Malaysian cops 'most corrupt'

Malaysian cops 'most corrupt'

There is a sharp drop in the number of Malaysians who are confident of the government's anti-corruption efforts.

The latest survey by Transparency International-Malaysia's (TI-M) Global Corruption Barometer showed that police and political parties were perceived to be the two most corrupted institutions.

Police hit the corruption scale at 4.0 while political parties registered 3.8, with 5 being extremely corrupt, liberal news portal Malaysian Insider reported.

The survey also showed that Malaysians are losing confidence in the government's efforts to fight corruption.

The last survey conducted in 2010 showed that 49 per cent of the 1,000 Malaysians polled believed that the government was successful in combating corruption. But this figure fell to 31 per cent this year.

"Sometimes implementation by the government takes time," said Mr Akhbar Satar, the president of TI-Malaysia chapter, in response to the drop in public confidence.

"Corruption goes on because the public is still willing to give bribes."

But Mr Akhbar said that only three per cent of the people surveyed paid bribes in the last 12 months, a figure that he insisted is lower than that for Thailand (18 per cent), Indonesia (36 per cent) and the Philippines (12 per cent).
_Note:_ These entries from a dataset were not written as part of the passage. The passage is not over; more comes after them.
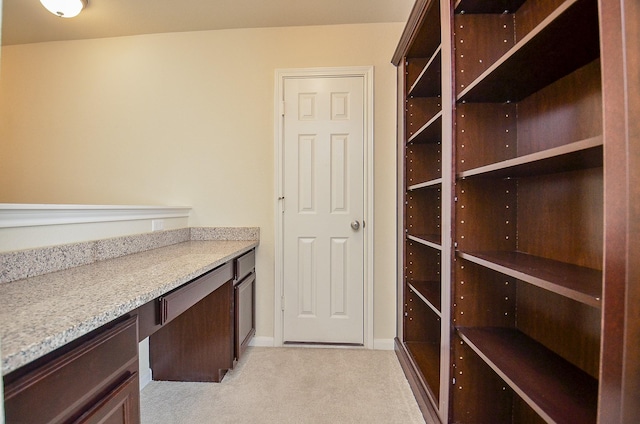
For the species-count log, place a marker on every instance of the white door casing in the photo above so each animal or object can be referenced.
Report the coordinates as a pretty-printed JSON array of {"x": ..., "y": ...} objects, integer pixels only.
[
  {"x": 323, "y": 197},
  {"x": 324, "y": 150}
]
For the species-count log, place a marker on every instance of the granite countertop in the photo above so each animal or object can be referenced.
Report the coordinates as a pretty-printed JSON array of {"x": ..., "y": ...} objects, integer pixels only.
[{"x": 41, "y": 313}]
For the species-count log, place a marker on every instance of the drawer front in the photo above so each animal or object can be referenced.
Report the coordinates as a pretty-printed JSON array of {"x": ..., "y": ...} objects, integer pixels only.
[
  {"x": 245, "y": 264},
  {"x": 181, "y": 299},
  {"x": 65, "y": 387}
]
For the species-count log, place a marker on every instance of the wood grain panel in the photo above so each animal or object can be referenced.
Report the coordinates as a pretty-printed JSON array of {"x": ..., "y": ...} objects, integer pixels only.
[
  {"x": 421, "y": 323},
  {"x": 569, "y": 328},
  {"x": 198, "y": 345},
  {"x": 478, "y": 394},
  {"x": 423, "y": 263},
  {"x": 423, "y": 163},
  {"x": 480, "y": 40},
  {"x": 424, "y": 211},
  {"x": 531, "y": 13},
  {"x": 568, "y": 110},
  {"x": 483, "y": 297},
  {"x": 485, "y": 133},
  {"x": 486, "y": 214},
  {"x": 560, "y": 217},
  {"x": 419, "y": 110}
]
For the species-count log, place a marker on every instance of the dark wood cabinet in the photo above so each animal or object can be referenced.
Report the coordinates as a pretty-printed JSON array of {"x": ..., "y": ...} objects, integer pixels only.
[
  {"x": 245, "y": 302},
  {"x": 92, "y": 380},
  {"x": 515, "y": 231},
  {"x": 195, "y": 342},
  {"x": 245, "y": 322}
]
Malaysia recorded an even lower figure in 2011 at 1.1 per cent.

"Malaysia is in the three per cent bracket group with Norway, New Zealand and Canada," Mr Akhbar was quoted as saying.

This year's TI Global Corruption Barometer Survey polled 107 countries.

The poll by the Malaysian arm was done between last September and March.

Level of corruption

Malaysians were also asked if they believed that the level of corruption had increased - 39 per cent agreed, compared with 37 per cent in 2011.

Mr Akhbar, a former official with the Malaysian Anti-Corruption Commission, was elected as president in May after former president, Mr Paul Low, left to take up the post of Minister in the Prime Minister's Department.

Meanwhile, Tuesday's announcement in Kuala Lumpur came amidst a row within TI-M. The press conference was disrupted when an executive committee member stopped outgoing secretary-general Josie Fernandez from offering comments on the survey.

Ms Fernandez, however, brought up the irregularity between the low petty corruption figure and the public's low confidence in the government.

She said: "The three per cent and the 31 per cent doesn't match up.

"I believe that the statistics reflect the government's inability to efficiently deliver service to the people," she said.

"The reason for bribery is because people need to pay to get service (fast)."

"Singapore performs better because they are efficient in delivering services. There's no need for the people to resort to bribery," quipped Fernandez.

The public's lack of trust toward political parties was attributed by the heightened attention the parties received in the run-up to the last polls.

"The survey was done before the elections so people probably perceived that corruption was high," said the watchdog's new secretary general, Loi Kheng Min.

Loi reiterated that it was a qualitative survey on the public's perceptions, thus it is difficult to determine reasons behind the figures.

However, the credibility of the Malaysian chapter of Transparency International as a non-partisan organisation is now questioned by Fernandez.

"You have the NKRA (National Key Results Areas), MACC (Malaysian Anti-Corruption Commission) and Pemandu (Performance, Management and Delivery Unit) here. Is this still an NGO?" asked Fernandez. Last year, Singapore was ranked fifth.